Sarasota Superintendent Finalists Answer Community Questions

Todays News

Candidates for Sarasota County Schools superintendent came to town Wednesday for a meeting with the School Board and to answer questions from the community. With board members seated yards apart with plastic sheets diving them, candidates endured an unusual setting for a job interview into a public town hall with questions posted online instead of in person. The finalists for the job fielded questions on fiscal management, community involvement and how to repair trust with the board and public.

Dr. Brennan Asplen committed in the town hall to be accessible to parents and community leaders. “I definitely need to meet the School Board members one on one and get to know them,” he said. “I also need to make sure i am informing them of everything going on in the school district, and need to keep them out in front of any issues that may occur.”

Dr. Peter Licata said he took on his current after an abrupt schism with a prior superintendent, much like Sarasota is about to experience. Outreach to the community is key to restoring trust, he said. “I allowed them to be a voice in serious decision-making like selecting principals,” he said. “What you want is safeguards to make sure trust isn’t lost. It is so hard to build trust and so easy to lose it.”

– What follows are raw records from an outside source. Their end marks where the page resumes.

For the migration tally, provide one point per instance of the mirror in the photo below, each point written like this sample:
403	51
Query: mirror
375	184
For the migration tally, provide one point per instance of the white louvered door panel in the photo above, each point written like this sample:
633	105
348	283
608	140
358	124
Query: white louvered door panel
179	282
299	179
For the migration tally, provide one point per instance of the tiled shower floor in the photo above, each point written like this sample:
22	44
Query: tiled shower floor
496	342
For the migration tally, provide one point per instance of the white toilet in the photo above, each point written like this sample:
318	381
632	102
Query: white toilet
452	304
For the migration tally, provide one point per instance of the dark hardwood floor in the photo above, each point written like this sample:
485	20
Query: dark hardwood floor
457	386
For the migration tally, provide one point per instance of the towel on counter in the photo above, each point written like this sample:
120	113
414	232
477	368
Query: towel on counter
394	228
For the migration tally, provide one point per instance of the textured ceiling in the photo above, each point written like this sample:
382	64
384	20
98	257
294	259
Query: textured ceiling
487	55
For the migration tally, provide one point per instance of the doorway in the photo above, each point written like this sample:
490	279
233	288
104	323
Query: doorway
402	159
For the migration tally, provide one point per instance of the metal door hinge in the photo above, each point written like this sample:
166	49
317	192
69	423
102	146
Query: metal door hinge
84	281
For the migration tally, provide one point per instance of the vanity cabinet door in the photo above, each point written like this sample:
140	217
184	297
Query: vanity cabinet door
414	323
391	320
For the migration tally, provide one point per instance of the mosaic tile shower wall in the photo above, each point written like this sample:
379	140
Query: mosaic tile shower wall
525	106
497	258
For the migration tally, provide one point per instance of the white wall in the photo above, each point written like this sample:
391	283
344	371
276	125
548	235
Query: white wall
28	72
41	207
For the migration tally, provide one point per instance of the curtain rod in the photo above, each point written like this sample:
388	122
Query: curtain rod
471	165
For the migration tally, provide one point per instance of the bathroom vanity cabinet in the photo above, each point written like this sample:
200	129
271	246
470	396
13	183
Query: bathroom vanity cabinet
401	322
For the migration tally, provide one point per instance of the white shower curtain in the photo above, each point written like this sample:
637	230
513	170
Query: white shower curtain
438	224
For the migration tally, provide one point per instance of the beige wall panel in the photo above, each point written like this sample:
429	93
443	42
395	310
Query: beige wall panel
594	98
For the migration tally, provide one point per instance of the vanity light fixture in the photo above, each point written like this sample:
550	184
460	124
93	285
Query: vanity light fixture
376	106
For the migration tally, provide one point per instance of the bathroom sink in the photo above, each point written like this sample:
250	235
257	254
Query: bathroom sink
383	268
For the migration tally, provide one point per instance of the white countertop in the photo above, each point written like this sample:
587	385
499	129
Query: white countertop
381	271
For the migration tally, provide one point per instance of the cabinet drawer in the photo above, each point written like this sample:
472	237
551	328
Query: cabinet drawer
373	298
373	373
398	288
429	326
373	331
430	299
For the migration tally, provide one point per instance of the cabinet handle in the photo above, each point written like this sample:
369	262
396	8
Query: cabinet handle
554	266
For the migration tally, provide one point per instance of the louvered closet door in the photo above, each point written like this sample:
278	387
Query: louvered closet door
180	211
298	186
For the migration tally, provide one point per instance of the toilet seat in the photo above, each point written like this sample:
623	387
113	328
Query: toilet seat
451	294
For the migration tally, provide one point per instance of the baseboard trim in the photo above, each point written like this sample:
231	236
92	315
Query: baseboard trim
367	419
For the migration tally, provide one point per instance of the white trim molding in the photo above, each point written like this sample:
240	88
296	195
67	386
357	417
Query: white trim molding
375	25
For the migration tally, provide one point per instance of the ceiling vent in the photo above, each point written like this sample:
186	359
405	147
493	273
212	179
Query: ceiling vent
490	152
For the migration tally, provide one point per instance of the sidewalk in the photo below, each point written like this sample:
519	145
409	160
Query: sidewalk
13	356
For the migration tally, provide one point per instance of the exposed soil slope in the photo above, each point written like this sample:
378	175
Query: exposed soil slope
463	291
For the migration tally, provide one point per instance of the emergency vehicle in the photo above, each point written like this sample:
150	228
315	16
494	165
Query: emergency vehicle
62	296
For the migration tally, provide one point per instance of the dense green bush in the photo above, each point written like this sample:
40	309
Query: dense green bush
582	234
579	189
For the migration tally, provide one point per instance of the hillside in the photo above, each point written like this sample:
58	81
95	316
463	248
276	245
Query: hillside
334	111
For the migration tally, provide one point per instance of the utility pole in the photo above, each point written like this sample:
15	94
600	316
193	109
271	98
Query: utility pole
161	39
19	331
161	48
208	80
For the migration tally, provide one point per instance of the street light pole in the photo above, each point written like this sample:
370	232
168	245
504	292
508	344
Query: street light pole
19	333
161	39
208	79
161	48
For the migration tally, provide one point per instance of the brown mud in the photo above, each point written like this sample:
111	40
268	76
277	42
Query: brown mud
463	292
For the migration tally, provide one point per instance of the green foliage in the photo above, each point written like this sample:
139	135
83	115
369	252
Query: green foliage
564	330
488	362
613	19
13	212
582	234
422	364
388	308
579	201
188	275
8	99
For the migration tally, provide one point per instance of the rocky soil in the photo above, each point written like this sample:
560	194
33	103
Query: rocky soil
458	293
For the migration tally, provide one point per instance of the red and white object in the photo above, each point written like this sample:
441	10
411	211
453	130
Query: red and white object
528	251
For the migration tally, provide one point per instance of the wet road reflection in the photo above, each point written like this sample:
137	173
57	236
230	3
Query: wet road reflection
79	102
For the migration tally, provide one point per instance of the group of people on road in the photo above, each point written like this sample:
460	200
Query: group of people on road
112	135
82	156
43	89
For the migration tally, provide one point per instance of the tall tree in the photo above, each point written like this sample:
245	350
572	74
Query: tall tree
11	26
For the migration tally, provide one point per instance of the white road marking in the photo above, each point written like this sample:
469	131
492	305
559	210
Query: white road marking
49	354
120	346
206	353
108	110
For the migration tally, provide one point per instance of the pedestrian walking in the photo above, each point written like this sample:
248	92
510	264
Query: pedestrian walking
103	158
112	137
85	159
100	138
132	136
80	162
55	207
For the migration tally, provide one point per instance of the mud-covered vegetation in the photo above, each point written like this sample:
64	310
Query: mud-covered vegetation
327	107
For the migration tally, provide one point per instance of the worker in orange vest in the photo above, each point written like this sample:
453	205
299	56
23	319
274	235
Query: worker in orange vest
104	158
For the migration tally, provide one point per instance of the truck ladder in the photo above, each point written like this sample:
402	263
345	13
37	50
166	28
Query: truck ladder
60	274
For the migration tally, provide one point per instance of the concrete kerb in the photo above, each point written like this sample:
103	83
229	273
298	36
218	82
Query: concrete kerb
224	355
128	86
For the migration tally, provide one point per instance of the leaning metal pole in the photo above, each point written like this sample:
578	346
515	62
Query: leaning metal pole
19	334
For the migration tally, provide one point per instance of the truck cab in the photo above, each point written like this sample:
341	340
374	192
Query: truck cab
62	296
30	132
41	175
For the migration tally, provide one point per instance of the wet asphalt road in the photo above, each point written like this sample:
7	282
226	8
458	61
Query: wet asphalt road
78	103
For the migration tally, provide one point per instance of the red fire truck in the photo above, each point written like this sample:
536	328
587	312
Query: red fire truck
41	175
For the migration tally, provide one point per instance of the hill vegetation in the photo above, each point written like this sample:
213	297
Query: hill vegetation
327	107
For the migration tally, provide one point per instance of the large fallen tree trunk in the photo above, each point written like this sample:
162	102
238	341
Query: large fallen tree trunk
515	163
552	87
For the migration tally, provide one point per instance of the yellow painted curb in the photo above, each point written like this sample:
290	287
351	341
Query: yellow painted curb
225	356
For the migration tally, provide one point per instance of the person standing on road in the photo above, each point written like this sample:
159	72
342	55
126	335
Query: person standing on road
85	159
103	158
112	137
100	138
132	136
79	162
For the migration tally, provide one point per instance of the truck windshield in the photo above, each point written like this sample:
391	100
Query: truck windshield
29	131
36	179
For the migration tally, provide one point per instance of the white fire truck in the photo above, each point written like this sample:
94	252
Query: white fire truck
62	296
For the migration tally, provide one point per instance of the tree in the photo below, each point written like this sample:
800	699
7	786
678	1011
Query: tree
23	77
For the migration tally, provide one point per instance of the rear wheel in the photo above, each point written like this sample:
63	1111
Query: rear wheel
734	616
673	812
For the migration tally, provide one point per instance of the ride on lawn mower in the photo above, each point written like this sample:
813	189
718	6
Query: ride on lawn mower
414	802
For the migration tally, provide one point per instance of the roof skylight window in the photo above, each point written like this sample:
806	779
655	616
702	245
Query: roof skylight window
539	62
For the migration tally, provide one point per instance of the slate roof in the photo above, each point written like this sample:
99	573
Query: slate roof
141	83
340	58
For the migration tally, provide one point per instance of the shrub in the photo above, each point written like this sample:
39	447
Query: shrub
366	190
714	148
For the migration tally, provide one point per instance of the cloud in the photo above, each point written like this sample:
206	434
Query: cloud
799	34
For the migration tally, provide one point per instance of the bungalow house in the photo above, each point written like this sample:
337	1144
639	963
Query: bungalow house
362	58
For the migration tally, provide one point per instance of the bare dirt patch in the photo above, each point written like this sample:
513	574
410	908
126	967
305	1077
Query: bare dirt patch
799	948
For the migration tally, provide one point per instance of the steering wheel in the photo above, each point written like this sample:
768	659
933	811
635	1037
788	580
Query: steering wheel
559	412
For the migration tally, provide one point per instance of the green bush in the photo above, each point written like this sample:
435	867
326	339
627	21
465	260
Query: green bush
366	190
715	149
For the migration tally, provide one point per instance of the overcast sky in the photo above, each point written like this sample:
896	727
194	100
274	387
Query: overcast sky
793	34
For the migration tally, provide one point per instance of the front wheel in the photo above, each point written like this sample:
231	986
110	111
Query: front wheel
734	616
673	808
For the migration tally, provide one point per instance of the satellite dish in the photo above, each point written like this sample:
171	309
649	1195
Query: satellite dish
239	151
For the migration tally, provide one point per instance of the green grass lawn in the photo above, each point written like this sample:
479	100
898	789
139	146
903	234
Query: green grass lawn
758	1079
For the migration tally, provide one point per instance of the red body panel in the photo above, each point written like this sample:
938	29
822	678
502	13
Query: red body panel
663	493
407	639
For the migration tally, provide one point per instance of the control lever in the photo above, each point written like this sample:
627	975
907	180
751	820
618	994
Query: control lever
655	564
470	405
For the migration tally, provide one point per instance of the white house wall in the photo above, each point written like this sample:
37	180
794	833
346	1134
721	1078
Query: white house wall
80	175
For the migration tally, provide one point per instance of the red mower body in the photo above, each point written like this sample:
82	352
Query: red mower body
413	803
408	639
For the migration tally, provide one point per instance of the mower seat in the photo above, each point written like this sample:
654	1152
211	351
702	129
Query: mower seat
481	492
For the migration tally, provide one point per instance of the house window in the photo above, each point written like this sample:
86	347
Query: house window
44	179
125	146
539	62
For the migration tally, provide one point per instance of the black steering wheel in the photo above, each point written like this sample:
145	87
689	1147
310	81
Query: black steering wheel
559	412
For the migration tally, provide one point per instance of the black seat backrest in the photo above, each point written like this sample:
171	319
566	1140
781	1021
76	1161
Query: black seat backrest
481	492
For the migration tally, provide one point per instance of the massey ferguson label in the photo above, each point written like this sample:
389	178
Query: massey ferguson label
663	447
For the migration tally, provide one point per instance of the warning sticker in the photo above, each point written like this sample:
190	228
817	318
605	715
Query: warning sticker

Marie Izquierdo told Board members who experience in life and in the nation’s largest school district prepared her to handle the diverse population in local schools. “We changed the narrative on what an urban school district is able to achieve,” she said, noting the district’s 89% graduation rate. Making parents feel welcome in schools with bilingual front offices and safe environments helped make a difference.

Dr. Gonzalo LaCava said communication also ensures financial support of the schools by the community, an issue that came up discussing tax referenda. “One of the things about referendums and bonds is they are an extension of trust between the school district and the board,” he said. “We need to make sure we are fiscally responsible to the community.”

And Keith Oswald stressed the importance of having systems in place to address crises before they take place. “There is a lot of prevention work, but we do know things do happen,” he said. Staying in front of issues will be key to any conflicts that arise with personnel, and that guarantees the district takes responsible steps for dealing with matters.